Hollywood appears averse to letting Americans make up their own minds about abortion without its guidance.
A recent report out of the University of California San Francisco revealed that pro-abortion propaganda in narrative TV programming has hit an all-time high, but activists lament there are still not enough black abortions depicted.
What are the details?
For the past several years, Advancing New Standards in Reproductive Health at the University of California San Francisco's Bixby Center for Global Reproductive Health has issued an annual report listing all American film and television depictions of abortion procurement or discussion.
Extra to these reports penned by pro-abortion activist Steph Herold, ANSIRH maintains a database.
ANSIRH, an activist outfit that purportedly "conducts rigorous, innovative social science research on complex and controversial issues related to reproduction," makes no secret of its support for abortion.
According to the university's Women's Health Resource Center, "ANSIRH envisions a world in which all people have the resources, support, and freedom to achieve reproductive wellbeing."
For ANSIRH, the more that television and film depict and normalize abortion, the better.
Herold wrote that the reversal of Roe v. Wade in June 2022 "will undoubtedly have devastating repercussions for decades to come," and indicated that her report serves to document how "entertainment content creators are responding to and reckoning with this new reality."
In its fifth annual report, the ANSIRH activist group found at least 60 abortion plotlines or mentions in television shows between January and December 2022 in 52 distinct programs — more than any other year on record. This represents a significant increase over 2021, which saw 47 plotlines mainstreaming the execution of children in the womb.
"Half (50%) of these plotlines occurred on dramas (including eight foreign dramas), with abortion plotlines on comedies (19%), medical dramas (11%), and reality television (7%) contributing as well," said the report.
Shows such as "Grey's Anatomy," "New Amsterdam," "Law & Order," and "Pretty Little Liars" reportedly painted pro-life protections for unborn infants in a negative light, highlighting the corresponding obstacles to women exterminating their young.
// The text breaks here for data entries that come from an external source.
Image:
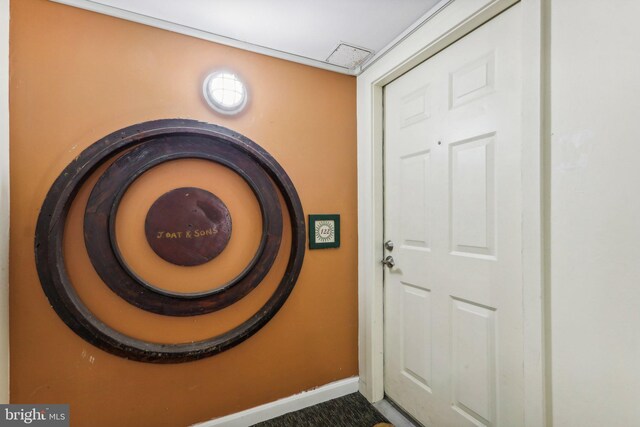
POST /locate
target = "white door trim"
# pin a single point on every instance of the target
(4, 201)
(448, 25)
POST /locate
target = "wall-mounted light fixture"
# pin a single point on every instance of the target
(225, 92)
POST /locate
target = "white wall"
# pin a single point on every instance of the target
(4, 201)
(595, 213)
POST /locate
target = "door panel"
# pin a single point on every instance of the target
(453, 301)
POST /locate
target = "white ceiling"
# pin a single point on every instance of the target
(308, 29)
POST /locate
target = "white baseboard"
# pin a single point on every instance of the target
(284, 406)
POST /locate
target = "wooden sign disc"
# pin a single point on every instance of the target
(188, 226)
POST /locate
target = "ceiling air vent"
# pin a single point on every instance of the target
(348, 56)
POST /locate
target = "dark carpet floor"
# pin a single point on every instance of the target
(351, 410)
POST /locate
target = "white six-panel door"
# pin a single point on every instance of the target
(453, 301)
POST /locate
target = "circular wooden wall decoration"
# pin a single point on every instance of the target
(147, 145)
(188, 226)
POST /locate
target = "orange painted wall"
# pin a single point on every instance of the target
(77, 76)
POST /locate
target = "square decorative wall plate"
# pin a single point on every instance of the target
(324, 231)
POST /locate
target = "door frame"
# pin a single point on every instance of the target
(452, 22)
(4, 201)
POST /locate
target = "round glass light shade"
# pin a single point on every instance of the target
(225, 92)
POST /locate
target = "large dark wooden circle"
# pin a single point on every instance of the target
(188, 226)
(102, 209)
(50, 230)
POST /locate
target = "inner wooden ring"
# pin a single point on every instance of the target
(188, 226)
The report noted, "Several of these plotlines included compounding barriers, like portraying a character who needs to travel across state lines for abortion care while also raising the money to pay for the abortion, negotiating time off work, and arranging for childcare."
Herold expressed disappointment that shows continue to allegedly "perpetuate tropes about doctors as saviors and showcasing 'exceptional' instances in which abortions may occur, such as ectopic pregnancies and fetal anomalies, instead of more typical abortion circumstances, such as a parent struggling to make ends meet."
ANSIRH would evidently prefer more television characters killing their children on account of financial rather than health concerns "to reflect the reality of abortion patients in the U.S.."
The report also decries what it regarded as an overrepresentation of white and wealthy women getting abortions: 58% of those depicted obtaining abortions in 2022 were allegedly "white cisgender women."
Noting that black women "make up nearly one-third of the abortion patient population" — having claimed the lives of an estimated 20 million black babies in this fashion since 1960 — Herold would prefer to see them afforded greater representation in Hollywood agitprop.
What Herold found "most disappointing" was that on television, "the vast majority (80%) of characters who faces barriers to abortion care were white and portrayed as middle class (45%) or wealth (35%), a distinct departure from real life in which the majority of patients who face barriers to abortion care identify as people of color and are living at or below the Federal Poverty Line."
Herold concluded, "We hope these shows and others continue to build on these depictions by giving main characters abortion plotlines instead of only guest actors and working to reflect the reality of abortion patients in the U.S."
Herold, an advocate for taxpayer-funded abortions, explained to the leftist publication 19th News what impact pro-abortion propaganda on television can have: "Television and film help people make sense of the world," she said. "TV and film can really address and challenge a lot of misinformation to give audiences a glimpse into who gets abortion and what that experience is really like."
"Over the past five years in particular, every year we have seen an increase in abortion plotlines," she said. "There’s this desire, especially from creators and writers and showrunners, to say, 'You know — TV can change the hearts and minds of America.'"
"So having someone there can put a little seed in people's mind," added Herold.